# Teich verliert Viel Wasser



## powerman2008 (6. Juni 2013)

Hallo zusammen, 

ich habe mir selber mal einen Teich mit Bachläufe erstellt.. nun zieht er sich aber ziemlich viel wasser raus und ich weiß nicht wo!! Also die untere große Teichwanne ist aus GFK, die mittlere kleine aus Kunstoff, der Bachlauf unten mit 1mm Folie die oberen Bachlaufschalen sind aus Stein..... Das mittlere Becken verliert kein wasser, der untere Bachlauf zieht über Nacht leer (ca.100l) und das untere Becken verliert ca. 200-300l. Folie und Teichwanne sind nicht defekt... 

Können die Steine so eine Menge von Wasser ziehen????? Da kann man ja garnicht gegen auffüllen... :-(

Als Pumpe dient eine Heissner P6000 mit Druckfilter 10000 incl 11W UVC-Lampe.... 

Brauche dringend Hilfe!!!!! 

Vielen Dank schon mal.....


----------



## Christine (6. Juni 2013)

*AW: Teich verliert Viel Wasser*

Hallo,

hast Du Fotos von der Anlage ohne die Steinverkleidung?
Und schaltest Du den Bachlauf über Nacht aus?


----------



## powerman2008 (6. Juni 2013)

*AW: Teich verliert Viel Wasser*

Hallo, ja der Bachlauf wird über Nacht ausgeschaltet. 

Nein ich habe leider keine Bilder mehr ohne die Steine! 

Ich habe das ganze system Schläuche und anschlüsse nochmals überprüft, er hat nirgend wo ein leck.


----------



## Christine (6. Juni 2013)

*AW: Teich verliert Viel Wasser*

Tja, wenn Du den Bach über Nacht still legst, ist es durchaus normal, dass Du Wasser verlierst.

Der Folienteil hat wahrscheinlich keine Sammelzonen und läuft komplett in den großen Teich. Damit verlierst Du jede Nacht das Wasser, das im Umlauf/Überlauf ist und das aus dem Folienteil. Das Wasser erstarrt ja nicht, sondern auch wenn kein Nachschub kommt, läuft es nach unten, bis die Kante des jeweiligen Beckens erreicht ist. Dazu kommt das Wasser, dass im Augenblick in den Leitungen nach oben steckt. Alles läuft in das unterste Becken und das läuft über.

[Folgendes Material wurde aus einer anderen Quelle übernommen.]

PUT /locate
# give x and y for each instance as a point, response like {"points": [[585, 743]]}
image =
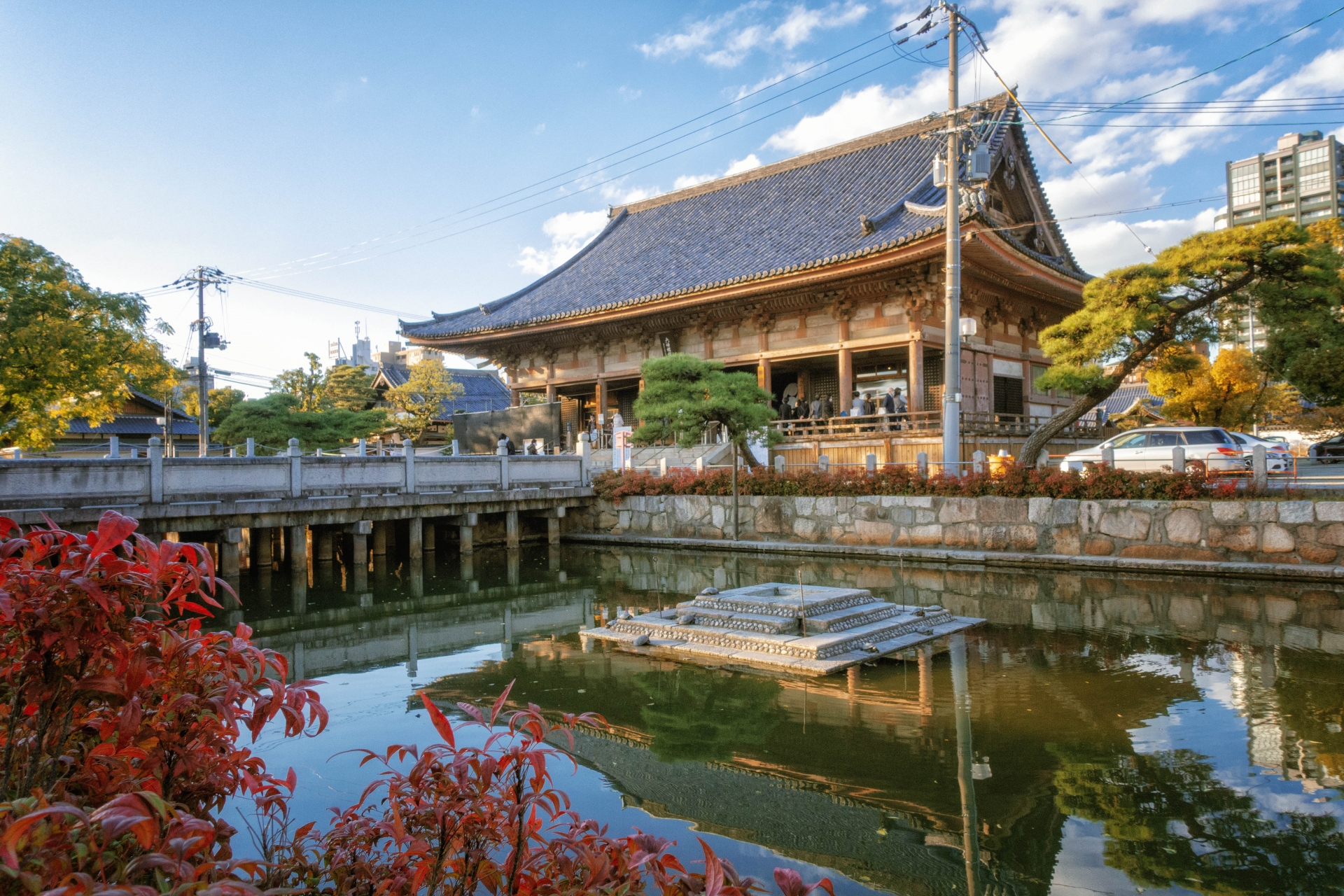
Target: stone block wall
{"points": [[1238, 531]]}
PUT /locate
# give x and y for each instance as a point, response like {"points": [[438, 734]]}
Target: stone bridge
{"points": [[300, 510]]}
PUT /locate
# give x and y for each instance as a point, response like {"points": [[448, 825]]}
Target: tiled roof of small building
{"points": [[797, 214], [482, 390]]}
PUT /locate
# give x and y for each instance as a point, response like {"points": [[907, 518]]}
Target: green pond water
{"points": [[1126, 734]]}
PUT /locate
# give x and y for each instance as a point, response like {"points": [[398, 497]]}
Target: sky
{"points": [[425, 158]]}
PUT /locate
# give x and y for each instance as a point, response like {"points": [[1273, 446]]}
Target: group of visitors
{"points": [[892, 405]]}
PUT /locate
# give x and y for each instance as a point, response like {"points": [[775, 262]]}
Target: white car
{"points": [[1151, 449], [1277, 457]]}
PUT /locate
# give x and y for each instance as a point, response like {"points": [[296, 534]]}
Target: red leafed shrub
{"points": [[904, 480], [120, 745]]}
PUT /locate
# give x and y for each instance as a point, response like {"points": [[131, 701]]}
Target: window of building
{"points": [[1007, 396], [1037, 372], [1245, 186]]}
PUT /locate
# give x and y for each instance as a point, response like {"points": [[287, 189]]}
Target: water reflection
{"points": [[1194, 727]]}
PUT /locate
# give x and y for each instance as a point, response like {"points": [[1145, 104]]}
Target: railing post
{"points": [[296, 472], [156, 470], [409, 450]]}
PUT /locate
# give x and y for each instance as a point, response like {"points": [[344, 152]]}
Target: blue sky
{"points": [[146, 139]]}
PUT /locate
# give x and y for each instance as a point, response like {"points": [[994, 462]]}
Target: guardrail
{"points": [[26, 484]]}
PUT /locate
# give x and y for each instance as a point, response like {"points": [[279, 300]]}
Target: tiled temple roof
{"points": [[797, 214]]}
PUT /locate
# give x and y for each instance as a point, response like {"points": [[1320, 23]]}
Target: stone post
{"points": [[416, 547], [298, 548], [229, 551], [323, 545], [156, 469], [511, 536], [296, 470]]}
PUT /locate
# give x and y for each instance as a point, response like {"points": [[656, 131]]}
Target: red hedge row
{"points": [[1016, 482]]}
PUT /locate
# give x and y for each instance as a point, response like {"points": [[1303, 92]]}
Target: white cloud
{"points": [[726, 39], [569, 232]]}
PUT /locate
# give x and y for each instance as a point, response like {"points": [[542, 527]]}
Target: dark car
{"points": [[1327, 451]]}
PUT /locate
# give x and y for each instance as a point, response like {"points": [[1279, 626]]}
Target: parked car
{"points": [[1327, 451], [1277, 457], [1151, 449]]}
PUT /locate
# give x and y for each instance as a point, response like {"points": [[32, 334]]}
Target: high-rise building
{"points": [[1300, 179]]}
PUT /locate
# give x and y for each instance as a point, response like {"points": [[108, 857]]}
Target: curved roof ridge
{"points": [[996, 104]]}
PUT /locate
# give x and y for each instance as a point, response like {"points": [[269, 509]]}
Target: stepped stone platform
{"points": [[777, 626]]}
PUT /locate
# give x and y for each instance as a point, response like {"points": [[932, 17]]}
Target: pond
{"points": [[1126, 734]]}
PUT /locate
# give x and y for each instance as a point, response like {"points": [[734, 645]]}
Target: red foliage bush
{"points": [[1018, 482], [120, 723]]}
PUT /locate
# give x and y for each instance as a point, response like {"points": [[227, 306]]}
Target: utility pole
{"points": [[952, 300], [200, 279]]}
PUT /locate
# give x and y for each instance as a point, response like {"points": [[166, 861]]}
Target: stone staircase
{"points": [[816, 631]]}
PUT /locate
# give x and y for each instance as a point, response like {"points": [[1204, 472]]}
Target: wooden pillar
{"points": [[916, 399], [846, 398]]}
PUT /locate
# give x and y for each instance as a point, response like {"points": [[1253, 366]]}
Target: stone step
{"points": [[851, 617]]}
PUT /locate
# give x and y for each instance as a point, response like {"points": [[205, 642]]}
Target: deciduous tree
{"points": [[1132, 312], [420, 399], [1233, 391], [67, 349]]}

Wenn Du ihn nachts laufen lässt, ist der Verlust wahrscheinlich wesentlich geringer.


----------



## powerman2008 (6. Juni 2013)

*AW: Teich verliert Viel Wasser*

Nein das kann nicht, denn der untere Bachlauf hat eine Sammelfunktion, der ist ca. 30cm tief, die seitenwände sind um ca. 5cm erhöht und am Beckenrand ist es mit Zement wie nen Wall untermauert... somit müßte der Wasserstand stehen bleiben so wie er auch läuft. Denn alles was das kleine Becken in den Bachlauf (ok, Auffangbecken mit überlauf) laufen läßt läuft auf der anderen seite ins große Becken... Der Wasser stand sollte somit grundsätzlich 5cm niedrieger sein wie die Ränder... dennoch wenn ich es abends aus mache ist morgens das auffangbecken fast leer sowie der große teich mit 200l wasser weniger :-( und das verstehe ich nicht.  Beim Bachlauf (Überlaufbach) ist die Folie über den 5cm Wall gelegt. die steine liegen jedoch seitlich vom wall auf mutterboden. die können doch nicht aus dem becken und bachlauf das wasser raus saugen und dem boden zufügen oder?

zumal das untere becken ja nicht überläuft sondern wasser verliert... jetzt habe ich jedoch rund ums große becken (GFK) keine folie sondern die steine rein gelegt und über den rand weiter wie nen wall verteilt... und mulch drum verteilt.


----------



## powerman2008 (6. Juni 2013)

*AW: Teich verliert Viel Wasser*

Sorry die untere Wanne ist nicht aus GFK sondern aus Glasfaser und wurde dann farblich grün gstrichen oder vll. war es auch mal blau ;-)


----------



## Christine (6. Juni 2013)

*AW: Teich verliert Viel Wasser*

GFK ist Glasfaser......verstärkter Kunststoff.

Hast Du eine Wasserwaage? Lege die mal auf die Überlaufkante des unteren Bachlaufs in Richtung oberes Ende - dann siehst Du, wie hoch der Wasserspiegel maximal im ausgeschalteten Zustand sein kann. 

Der Bachlauf kann nur funktionieren, weil er "überlauft", das tut er so lange, bis die Überlaufkante erreicht ist - auch wenn die Pumpe abgeschaltet ist. 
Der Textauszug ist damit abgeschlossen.